MY WIFE AND I tried playing pickleball for the first time on a cold, crisp and somewhat windy fall afternoon on a restriped tennis court on Bainbridge Island.
We lunged unsuccessfully at passing shots, sent serves flying out of bounds and kept whiffing at what should have been easy returns. Arrggh!
We’re both fairly athletic. We ski, bike and hike; I pretend to play golf, but neither of us has spent time playing racket games. Thus, our initial frustration with pickleball.
Then, on a trip to the California desert a while back, we happened upon some pickleball courts at the resort where we were staying and, along with relatives, decided to try it again.
With basic instruction from an oldster on an adjoining court, who took pity on us after hearing us moan and groan, we figured out the game rather quickly and were having a blast in no time.

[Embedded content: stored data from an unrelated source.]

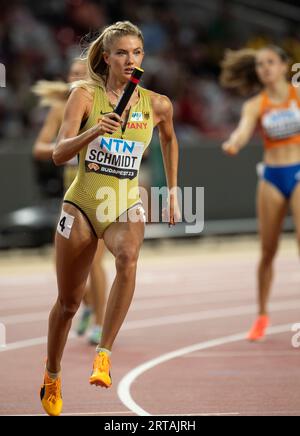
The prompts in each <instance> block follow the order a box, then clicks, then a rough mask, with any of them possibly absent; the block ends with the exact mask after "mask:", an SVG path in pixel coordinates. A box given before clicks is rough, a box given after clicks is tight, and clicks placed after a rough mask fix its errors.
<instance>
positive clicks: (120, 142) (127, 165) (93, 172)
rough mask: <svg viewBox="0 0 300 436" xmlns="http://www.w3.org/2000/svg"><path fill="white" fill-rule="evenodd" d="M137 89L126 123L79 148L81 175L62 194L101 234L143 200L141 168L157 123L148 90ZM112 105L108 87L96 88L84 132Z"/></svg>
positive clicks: (65, 200) (65, 198)
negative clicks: (120, 217)
mask: <svg viewBox="0 0 300 436" xmlns="http://www.w3.org/2000/svg"><path fill="white" fill-rule="evenodd" d="M138 92H139V100H138V102H137V104H136V105H135V106H133V107H132V108H131V109H130V112H129V116H128V120H127V122H126V125H125V127H123V128H122V127H121V126H120V128H119V129H118V130H117V131H116V132H115V133H114V134H113V135H109V134H106V135H104V136H99V137H98V138H96V139H95V140H94V141H92V142H91V143H90V144H88V145H87V146H85V147H84V148H83V149H82V150H81V151H80V155H79V167H78V172H77V176H76V178H75V180H74V182H73V183H72V185H71V186H70V188H69V189H68V191H67V193H66V195H65V198H64V202H66V203H71V204H73V205H74V206H76V207H77V208H78V209H79V210H81V212H82V213H83V214H84V215H85V216H86V218H87V219H88V221H89V223H90V225H91V227H92V229H93V231H94V233H95V235H96V236H97V237H98V238H101V237H102V235H103V233H104V231H105V229H106V228H107V227H108V226H109V225H110V224H111V223H113V222H115V221H116V220H117V219H118V218H119V217H120V216H121V215H122V214H123V213H124V212H126V211H127V210H129V209H131V208H133V207H134V206H136V205H138V204H141V199H140V194H139V184H138V176H139V169H140V164H141V160H142V156H143V153H144V151H145V150H146V148H147V147H148V145H149V144H150V141H151V138H152V134H153V127H154V126H153V112H152V105H151V97H150V92H149V91H147V90H146V89H144V88H141V87H138ZM113 109H114V108H113V106H112V105H111V103H110V102H109V100H108V97H107V95H106V92H105V89H104V87H97V88H95V94H94V101H93V107H92V111H91V114H90V116H89V118H88V120H87V122H86V124H85V126H84V128H83V129H82V130H81V131H80V133H82V132H84V131H86V130H88V129H90V128H91V127H93V126H95V125H96V124H98V123H99V121H100V119H101V116H103V115H104V114H107V113H110V112H112V111H113Z"/></svg>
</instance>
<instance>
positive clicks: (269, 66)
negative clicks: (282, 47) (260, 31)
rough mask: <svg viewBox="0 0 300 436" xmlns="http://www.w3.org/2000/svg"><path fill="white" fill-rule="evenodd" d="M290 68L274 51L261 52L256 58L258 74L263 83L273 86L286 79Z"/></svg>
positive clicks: (266, 85) (285, 62)
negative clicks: (275, 83) (278, 82)
mask: <svg viewBox="0 0 300 436" xmlns="http://www.w3.org/2000/svg"><path fill="white" fill-rule="evenodd" d="M287 70H288V66H287V64H286V62H284V61H283V60H282V59H281V58H280V56H279V55H278V54H277V53H275V52H274V51H273V50H269V49H263V50H260V51H259V52H258V54H257V57H256V72H257V75H258V77H259V80H260V81H261V83H262V84H263V85H265V86H268V85H273V84H275V83H276V82H278V81H280V80H282V79H285V77H286V75H287Z"/></svg>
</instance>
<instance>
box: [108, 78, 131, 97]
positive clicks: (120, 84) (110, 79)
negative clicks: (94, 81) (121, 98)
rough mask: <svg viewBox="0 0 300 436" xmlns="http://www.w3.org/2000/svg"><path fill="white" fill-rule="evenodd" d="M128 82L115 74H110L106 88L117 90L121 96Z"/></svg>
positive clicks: (116, 91) (111, 89)
mask: <svg viewBox="0 0 300 436" xmlns="http://www.w3.org/2000/svg"><path fill="white" fill-rule="evenodd" d="M126 83H127V82H123V81H120V80H119V79H117V78H116V77H114V76H109V77H108V79H107V82H106V89H107V90H110V91H113V92H115V93H116V94H118V95H119V96H120V95H121V94H122V93H123V91H124V89H125V86H126Z"/></svg>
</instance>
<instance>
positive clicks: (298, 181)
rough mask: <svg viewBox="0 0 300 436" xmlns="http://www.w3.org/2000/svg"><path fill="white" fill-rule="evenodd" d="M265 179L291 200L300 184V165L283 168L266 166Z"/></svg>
mask: <svg viewBox="0 0 300 436" xmlns="http://www.w3.org/2000/svg"><path fill="white" fill-rule="evenodd" d="M263 179H264V180H266V181H267V182H269V183H271V185H273V186H275V187H276V188H277V189H278V190H279V191H280V192H281V194H282V195H283V196H284V197H285V198H286V199H287V200H289V199H290V198H291V196H292V194H293V192H294V190H295V188H296V186H297V185H298V183H300V163H299V164H294V165H287V166H282V167H273V166H269V165H266V166H265V168H264V172H263Z"/></svg>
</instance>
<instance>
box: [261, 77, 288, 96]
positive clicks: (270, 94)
mask: <svg viewBox="0 0 300 436" xmlns="http://www.w3.org/2000/svg"><path fill="white" fill-rule="evenodd" d="M266 92H267V94H268V96H269V97H270V98H271V99H273V100H279V101H283V100H285V99H286V98H287V97H288V94H289V83H288V82H287V81H286V80H282V81H280V82H276V83H274V84H272V85H268V86H267V87H266Z"/></svg>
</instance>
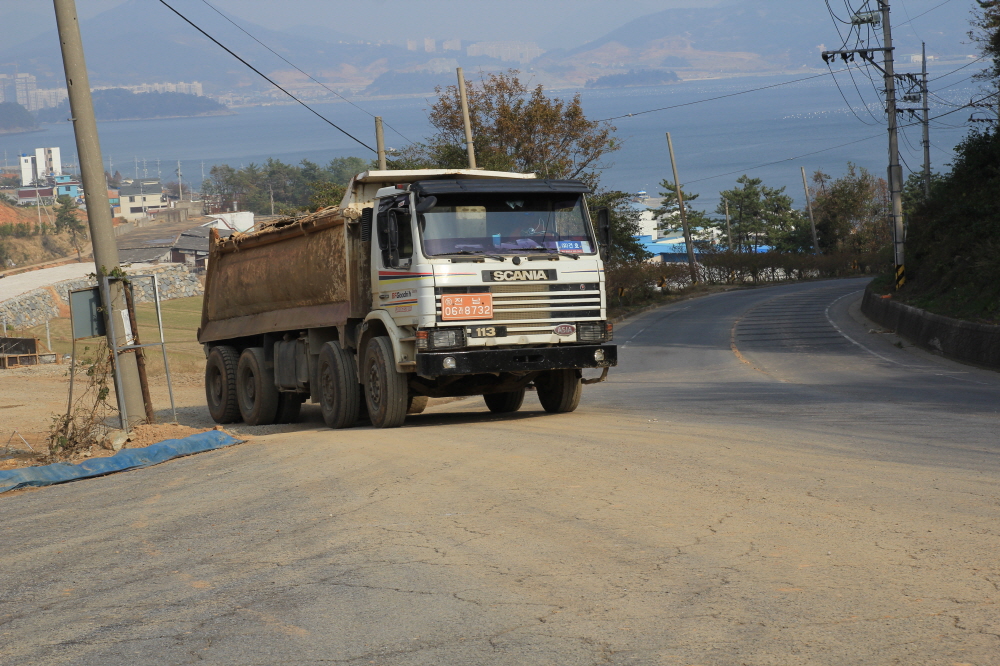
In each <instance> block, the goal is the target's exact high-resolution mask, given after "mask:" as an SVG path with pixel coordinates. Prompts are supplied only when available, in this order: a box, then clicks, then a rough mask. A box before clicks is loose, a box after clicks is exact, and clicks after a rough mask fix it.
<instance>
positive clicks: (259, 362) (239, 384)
mask: <svg viewBox="0 0 1000 666" xmlns="http://www.w3.org/2000/svg"><path fill="white" fill-rule="evenodd" d="M279 397H280V394H279V393H278V387H276V386H275V385H274V373H273V371H272V370H270V369H268V367H267V363H266V361H265V359H264V348H263V347H248V348H247V349H244V350H243V353H242V354H240V362H239V365H237V366H236V399H237V402H238V403H239V405H240V414H242V415H243V421H244V423H246V424H247V425H271V424H272V423H274V418H275V416H277V414H278V399H279Z"/></svg>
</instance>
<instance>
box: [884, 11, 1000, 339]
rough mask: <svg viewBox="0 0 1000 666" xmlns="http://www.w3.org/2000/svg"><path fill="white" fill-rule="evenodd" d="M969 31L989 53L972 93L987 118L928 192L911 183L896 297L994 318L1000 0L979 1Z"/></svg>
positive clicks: (999, 254) (945, 312)
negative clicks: (906, 253) (906, 242)
mask: <svg viewBox="0 0 1000 666" xmlns="http://www.w3.org/2000/svg"><path fill="white" fill-rule="evenodd" d="M978 5H979V8H978V9H977V11H976V15H975V18H974V20H973V28H974V29H973V31H972V36H973V39H974V40H975V42H976V43H977V44H978V45H979V48H980V52H981V53H982V55H983V56H985V57H986V58H987V63H988V69H987V70H986V71H985V72H983V73H981V74H980V75H979V80H980V81H981V82H982V83H983V92H982V94H980V95H978V96H977V97H978V98H980V99H981V100H982V102H981V103H982V105H983V106H984V108H985V109H986V111H987V113H988V114H989V115H990V116H992V118H993V120H989V121H988V122H983V123H980V126H979V127H976V128H974V129H973V130H972V131H971V132H970V133H969V135H968V136H967V137H966V138H965V140H964V141H963V142H962V143H961V144H959V145H958V146H957V147H956V148H955V158H954V160H953V161H952V163H951V167H952V168H951V171H950V173H947V174H944V175H942V176H940V177H936V178H934V179H933V180H932V182H931V187H930V194H929V196H926V197H925V196H924V194H923V189H922V188H912V187H911V188H909V190H908V191H909V195H910V196H909V201H908V202H907V203H908V206H907V208H909V209H910V215H909V230H908V234H907V248H906V252H907V259H906V264H905V265H906V273H907V283H906V285H905V286H904V288H903V289H902V291H900V292H899V294H898V296H899V297H900V298H902V299H903V300H905V301H907V302H909V303H911V304H913V305H915V306H917V307H921V308H925V309H928V310H930V311H932V312H936V313H939V314H943V315H947V316H952V317H958V318H962V319H970V320H973V321H981V322H987V323H993V324H1000V206H998V205H997V193H998V192H1000V111H998V105H1000V1H998V0H978Z"/></svg>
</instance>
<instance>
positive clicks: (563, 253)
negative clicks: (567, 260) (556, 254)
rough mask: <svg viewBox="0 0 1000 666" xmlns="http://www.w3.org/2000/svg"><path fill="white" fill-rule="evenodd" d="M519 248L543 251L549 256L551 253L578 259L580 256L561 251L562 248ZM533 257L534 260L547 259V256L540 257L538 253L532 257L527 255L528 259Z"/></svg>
mask: <svg viewBox="0 0 1000 666" xmlns="http://www.w3.org/2000/svg"><path fill="white" fill-rule="evenodd" d="M521 250H523V251H525V252H545V253H546V254H547V255H549V256H552V255H553V254H558V255H560V256H562V257H569V258H570V259H579V258H580V257H579V255H576V254H572V253H570V252H563V251H562V250H552V249H549V248H547V247H524V248H521ZM533 259H534V260H537V259H547V257H540V256H538V255H534V256H532V257H528V261H531V260H533Z"/></svg>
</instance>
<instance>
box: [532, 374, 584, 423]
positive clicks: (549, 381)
mask: <svg viewBox="0 0 1000 666" xmlns="http://www.w3.org/2000/svg"><path fill="white" fill-rule="evenodd" d="M535 389H536V390H537V391H538V402H540V403H542V409H544V410H545V411H547V412H549V413H552V414H563V413H566V412H572V411H574V410H575V409H576V408H577V407H578V406H579V404H580V394H581V393H582V392H583V382H582V375H581V374H580V371H579V370H573V369H567V370H548V371H546V372H543V373H542V374H541V375H539V376H538V378H537V379H535Z"/></svg>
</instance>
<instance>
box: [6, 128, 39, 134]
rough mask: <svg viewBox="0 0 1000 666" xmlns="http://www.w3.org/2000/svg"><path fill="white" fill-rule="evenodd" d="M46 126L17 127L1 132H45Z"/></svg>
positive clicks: (26, 133)
mask: <svg viewBox="0 0 1000 666" xmlns="http://www.w3.org/2000/svg"><path fill="white" fill-rule="evenodd" d="M44 131H45V128H44V127H25V128H20V127H15V128H12V129H5V130H0V134H31V133H32V132H44Z"/></svg>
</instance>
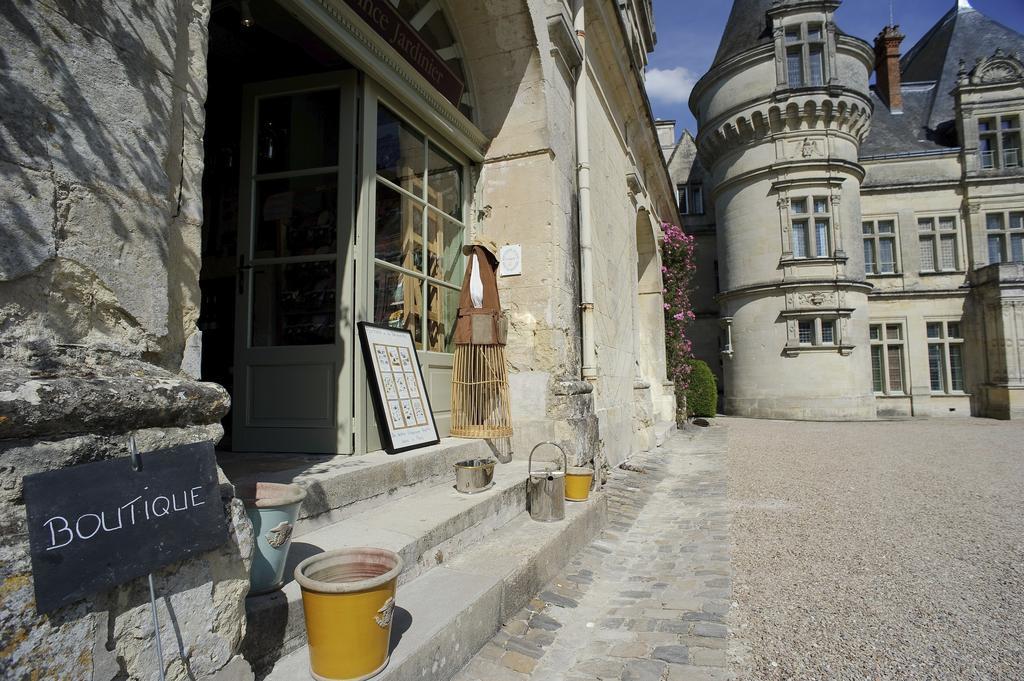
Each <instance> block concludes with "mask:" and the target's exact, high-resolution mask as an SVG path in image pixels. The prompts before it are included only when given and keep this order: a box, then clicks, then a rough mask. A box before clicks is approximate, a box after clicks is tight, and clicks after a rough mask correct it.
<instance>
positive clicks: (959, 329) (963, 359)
mask: <svg viewBox="0 0 1024 681" xmlns="http://www.w3.org/2000/svg"><path fill="white" fill-rule="evenodd" d="M926 330H927V332H928V376H929V382H930V383H931V387H932V392H936V393H945V394H949V393H958V392H964V386H965V381H964V336H963V334H962V333H961V323H959V322H928V323H927V324H926Z"/></svg>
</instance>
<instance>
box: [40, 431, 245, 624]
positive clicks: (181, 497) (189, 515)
mask: <svg viewBox="0 0 1024 681" xmlns="http://www.w3.org/2000/svg"><path fill="white" fill-rule="evenodd" d="M141 463H142V466H141V468H140V470H137V471H136V470H135V469H134V468H133V467H132V464H131V459H130V458H124V459H115V460H113V461H101V462H98V463H94V464H83V465H81V466H73V467H71V468H65V469H60V470H54V471H47V472H45V473H37V474H34V475H26V476H25V504H26V509H27V511H28V517H29V545H30V551H31V553H32V572H33V581H34V583H35V590H36V609H37V610H38V611H39V612H49V611H50V610H53V609H55V608H58V607H60V606H62V605H68V604H69V603H73V602H75V601H77V600H79V599H81V598H83V597H85V596H87V595H88V594H90V593H94V592H97V591H102V590H104V589H109V588H111V587H113V586H116V585H118V584H123V583H125V582H128V581H129V580H133V579H135V578H138V577H142V576H144V574H146V573H148V572H152V571H153V570H155V569H157V568H159V567H163V566H164V565H168V564H170V563H172V562H175V561H177V560H181V559H182V558H187V557H188V556H193V555H196V554H198V553H202V552H204V551H209V550H210V549H214V548H216V547H218V546H220V545H221V544H223V543H224V542H226V541H227V523H226V520H225V518H224V509H223V504H222V503H221V500H220V490H219V485H218V482H217V467H216V459H215V458H214V454H213V444H212V443H211V442H202V443H199V444H184V445H181V446H175V448H172V449H169V450H161V451H159V452H153V453H148V454H143V455H142V456H141Z"/></svg>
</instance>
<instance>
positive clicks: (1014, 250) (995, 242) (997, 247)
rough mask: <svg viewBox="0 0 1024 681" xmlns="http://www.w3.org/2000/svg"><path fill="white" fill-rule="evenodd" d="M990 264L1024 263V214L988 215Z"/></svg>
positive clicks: (988, 257) (988, 252) (989, 213)
mask: <svg viewBox="0 0 1024 681" xmlns="http://www.w3.org/2000/svg"><path fill="white" fill-rule="evenodd" d="M985 231H986V233H987V236H988V264H994V263H996V262H1024V213H1020V212H1013V213H986V214H985Z"/></svg>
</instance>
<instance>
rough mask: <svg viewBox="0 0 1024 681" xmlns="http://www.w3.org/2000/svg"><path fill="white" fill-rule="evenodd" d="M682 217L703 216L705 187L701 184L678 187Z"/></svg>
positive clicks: (677, 186) (680, 212)
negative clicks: (693, 215) (703, 197)
mask: <svg viewBox="0 0 1024 681" xmlns="http://www.w3.org/2000/svg"><path fill="white" fill-rule="evenodd" d="M676 194H677V195H678V196H679V214H680V215H703V214H705V209H703V185H702V184H701V183H699V182H694V183H692V184H678V185H676Z"/></svg>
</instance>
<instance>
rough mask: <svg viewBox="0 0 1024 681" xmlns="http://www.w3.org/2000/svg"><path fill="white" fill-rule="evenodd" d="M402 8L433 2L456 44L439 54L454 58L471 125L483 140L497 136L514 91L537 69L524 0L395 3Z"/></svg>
mask: <svg viewBox="0 0 1024 681" xmlns="http://www.w3.org/2000/svg"><path fill="white" fill-rule="evenodd" d="M407 3H409V4H411V5H413V4H420V5H427V4H430V3H434V4H435V5H437V6H438V7H440V9H441V10H442V11H443V12H444V15H445V16H446V19H447V23H449V27H450V31H451V34H452V36H453V38H454V39H455V44H454V45H453V46H452V49H450V50H449V51H447V52H444V54H449V53H450V54H452V55H453V56H454V57H455V56H457V57H458V58H459V59H460V62H461V66H462V69H463V73H465V74H466V88H467V91H468V101H469V103H470V104H471V113H472V118H471V120H472V121H473V123H475V124H476V126H477V127H478V128H480V130H482V131H483V132H484V133H485V134H486V135H487V136H488V137H495V136H497V134H498V133H499V131H501V130H502V128H503V126H504V124H505V122H506V120H507V119H508V118H509V117H510V112H511V109H512V104H513V101H514V99H515V95H516V92H517V89H516V86H517V85H519V84H520V83H523V82H525V81H527V80H529V79H530V78H529V76H527V74H526V72H527V71H528V70H531V69H540V61H541V60H540V59H539V57H538V37H537V34H536V32H535V30H534V24H532V19H531V18H530V14H529V7H528V6H527V3H526V2H525V0H494V1H492V2H476V1H474V0H400V3H399V6H400V5H402V4H407ZM538 78H540V76H538ZM538 96H543V94H540V95H538Z"/></svg>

While neither of us is a pickleball fanatic today, we do understand the game’s appeal. It’s easy to learn — even if you don’t have an athletic bone in your body — and is both fun and challenging for people of all ages.
“It’s one of those sports that if you played tennis, Ping-Pong or squash, you can pick it up in 10 minutes,” says Clay Roberts, an avid player in my hometown of Bainbridge Island, and the man responsible for helping to raise $50,000 to build the Founders Courts.
Bainbridge is the home of pickleball, and the place where three buddies and their families created the game back in the mid-1960s, naming it after one of their family pets.
Roberts and a group of loyal followers want to honor their legacy by completing the new set of courts — finished this past summer — and eventually adding an archway, plaza, kiosks and other tributes to the game’s founding.
On a soggy day last October, 93-year-old Barney McCallum, the last surviving founder (he died less than a month later), sat huddled in a wheelchair as more than 100 people, including Gov. Jay Inslee, showed up to celebrate the groundbreaking for the new courts.
“Bainbridge Islander(s) have enjoyed the game immensely,” McCallum said later, and there’s “a [nice] balance between male and female” players.